Dubitatif, « Les journalistes racontent vraiment n’importe quoi ! », Dauphin humide avait refermé ce qu’il restait du deuxième journal et s’était emparé du dernier quotidien. Il était temps : on ne parvenait déjà presque plus à lire les titres à cause de l’air ambiant. Dauphin humide parvint juste à déchiffrer le titre de la Une : « Les salaires de nos parlementaires : indécent ! ». Les chiffres qui détaillaient l’article étaient devenus illisibles. Qu’importe… Dauphin humide avait beau faire partie d’une race au Q.I. supérieur, il ne put s’empêcher de se demander si ceux qui dirigeaient le pays ne le prenaient pas un peu pour un con. Même que ça lui donna la nausée. Ou alors, c’était à cause de son pantalon trop serré. Allez savoir.

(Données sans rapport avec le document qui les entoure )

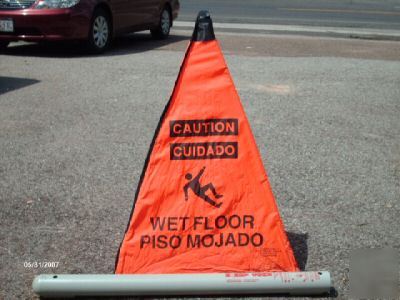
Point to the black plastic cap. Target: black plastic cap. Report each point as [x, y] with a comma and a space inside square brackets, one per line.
[203, 30]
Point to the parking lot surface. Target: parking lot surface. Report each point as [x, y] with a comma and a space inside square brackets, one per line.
[75, 131]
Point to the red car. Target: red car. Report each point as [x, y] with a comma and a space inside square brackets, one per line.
[95, 21]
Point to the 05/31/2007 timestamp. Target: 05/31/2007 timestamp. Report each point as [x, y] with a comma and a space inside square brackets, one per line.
[41, 264]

Episode 1 : Castor déconstructor.

Castor sournois était décrit et reconnu comme un être d’une grande intelligence. Et aussi, il faut bien le dire, on connaissait son faciès de ragondin aigri parce qu’il était à la tête d’une des plus grandes entreprises de communication du pays. L’un n’allait pas sans l’autre, nous avait-on dit. Castor sournois était censé construire des ponts entre les communautés. Mais un jour le barrage céda. La faute à pas de chance. Ou à la connerie. Allez savoir, l’une comme l’autre semblent échapper à notre contrôle. Enfin, au contrôle animal, devrais-je dire…

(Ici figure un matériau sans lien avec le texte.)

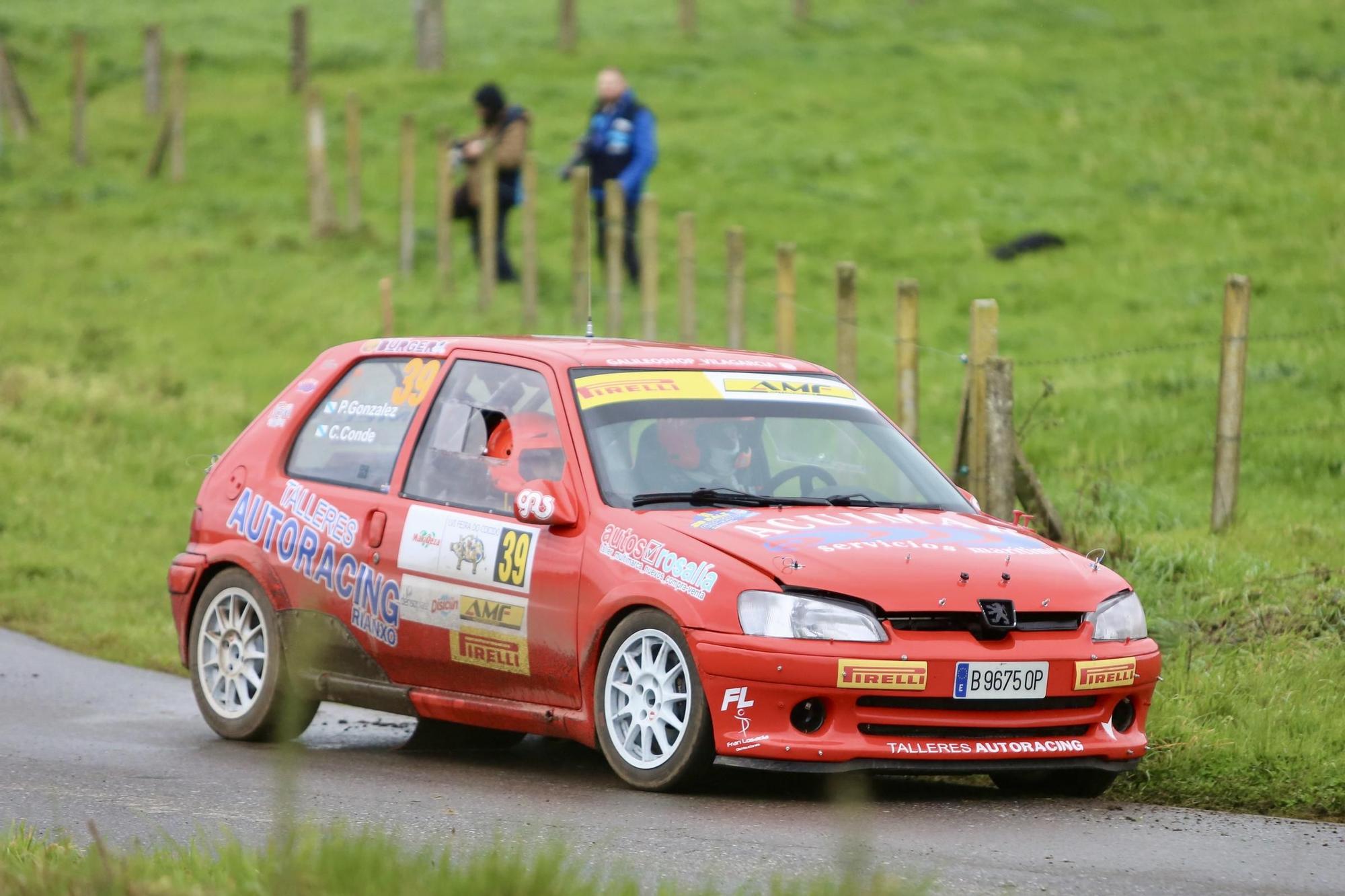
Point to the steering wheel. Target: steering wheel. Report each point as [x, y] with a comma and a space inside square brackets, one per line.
[806, 475]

Ce jour-là, Castor sournois s’était levé de mauvais poil. Un peu rêche et surtout malodorant… le poil. Je ne me permettrais pas. Tellement mal levé que lui, il s’était permis. D’insulter publiquement le chef de l’Etat. Parce que c’était un con. Enfin, c’était lui qui le disait. C’est dans cette ambiance d’école maternelle que Castor sournois avait démontré l’étendue de son intelligence. Non seulement, il insultait le chef de l’Etat, mais en plus lorsqu’on lui demandait de s’expliquer, il moulait sa farine dans son coin et renchérissait avec une nouvelle salve de noms d’oiseaux. Y’a pas à dire, c’était vachement intelligent (nous reparlerons plus tard de l’intelligence supposée des vaches) de s’empêtrer dans sa connerie.
D’ailleurs, très vite, on apprit par les médias que Castor sournois avait été remercié. Pas tellement qu’on lui avait dit merci. On lui avait plutôt tapé sur les ongles des pattes, histoire de prouver qu’on ne s’attaque pas au chef de l’Etat sans conséquence. Surtout quand on est à la tête de la plus grande entreprise de communication du pays… qui dépend directement de l’Etat. C’était amusant, dans « Etat », il y avait un peu du « chef de l’Etat ». Castor sournois, malgré sa grande intelligence n’avait pas dû faire le lien. L’erreur est humaine. Pas animale, fort heureusement.
Finalement, Castor sournois fut sommé d’aller construire des ponts communicationnels ailleurs. Licencié pour faute grave. Sans autre forme de procès. Il ne comptait pourtant pas en rester là. Peut-être vous parlerai-je une prochaine fois de comment Castor sournois assigna la mante religieuse à la tête de l’Etat devant les tribunaux pour vice de procédure.